A savings incentive match plan for employees (SIMPLE IRA) allows employees and employers to contribute to an IRA-based plan that is set up for an employees’ benefit. With a SIMPLE IRA, employees can defer a portion of their pay, known as salary deferral or salary reduction contributions. The employer makes either a matching or non-elective contribution. All contributions, both from the employee and from the employer, must be deposited into a SIMPLE IRA for each individual employee. The SIMPLE IRA plan is similar to a 401(k) without the required complexity and higher cost of administration.

Contributions and Limits

Only employee salary deferral and employer contributions are allowed into a SIMPLE IRA. Employees can defer a percentage or a set amount from their individual pay during the course of the year. The maximum contribution amount for an employee in 2016 is $12,500. For employees older than age 50, a catch-up contribution of an additional $3,000 can be made, for a total of $18,500. This deferral amount is tax-deferred, similar to a 401(k) plan, so it reduces the taxable income for the employee.

Employers have two options when contributing to the plan. The first is to provide a matching contribution. This is the lesser of the participant’s salary deferral or 3% of the participant’s compensation. A lesser match (not less than 1%) cannot occur more than two years out of any five-year period. Unlike SEP IRAs, there is no compensation cap when using the match method for contributions.

The other method of contributing is the non-matching method. This amount is a fixed 2% contribution of all eligible employees’ compensation. Unlike the matching contribution method above, this is limited to the $265,000 compensation cap.


SIMPLE IRAs are similar to traditional individual retirement accounts (IRAs) when it comes to distribution rules. Any participants younger than age 59 ½ are subject to the IRS early withdrawal penalty of 10%. However, if this same penalty were to occur within the two-year holding period, the 10% penalty increases to 25%. In addition, any withdrawals made from a SIMPLE IRA would be considered ordinary income and taxed the year it was distributed. Like most other IRA and retirement plans, SIMPLE IRAs are subject to the required minimum distribution rules for those who are 70 ½.

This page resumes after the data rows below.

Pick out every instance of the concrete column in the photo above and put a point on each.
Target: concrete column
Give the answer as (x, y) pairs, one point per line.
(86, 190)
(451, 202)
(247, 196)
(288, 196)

To encourage employee savings, SIMPLE IRA plans have a special holding period requirement. During the first two years starting from the date of the first deposit, SIMPLE IRAs can only be commingled (through transfers or rollovers) with other SIMPLE IRAs. After the participant has satisfied this two-year requirement, the balance can be transferred or rolled into other IRAs (such as SEP, SAR SEP or traditional) or qualified retirement plans, assuming the retirement plan allows for such rollovers. Conversely, funds from a non-SIMPLE IRA account cannot be moved into a SIMPLE IRA regardless of the holding period.

Employer Eligibility

Any employer that has 100 or fewer employees who earned at least $5,000 in the preceding year (via Form W-2) is eligible for a SIMPLE IRA. The employer must not maintain any other employer-sponsored retirement plan where contributions are made during the calendar year in which the SIMPLE plan is effective. New plans must be established anytime between Jan. 1 and Oct. 1 to be eligible for the same calendar year. Employers must also give employees at least 60 days’ notification to enroll.

Employee Eligibility

The employer establishes the eligibility requirements for the employees on the plan adoption agreement during the initial plan establishment. All employees who received at least $5,000 in compensation from the employer during any of the previous two years and are expected to continue to receive that amount must be eligible to participate in the plan for the current calendar year. The employer may also elect to exclude employees covered under a collective bargaining agreement as well. Once an employee satisfies these eligibility requirements, he will enter the plan based on the entry date defined within the plan documents.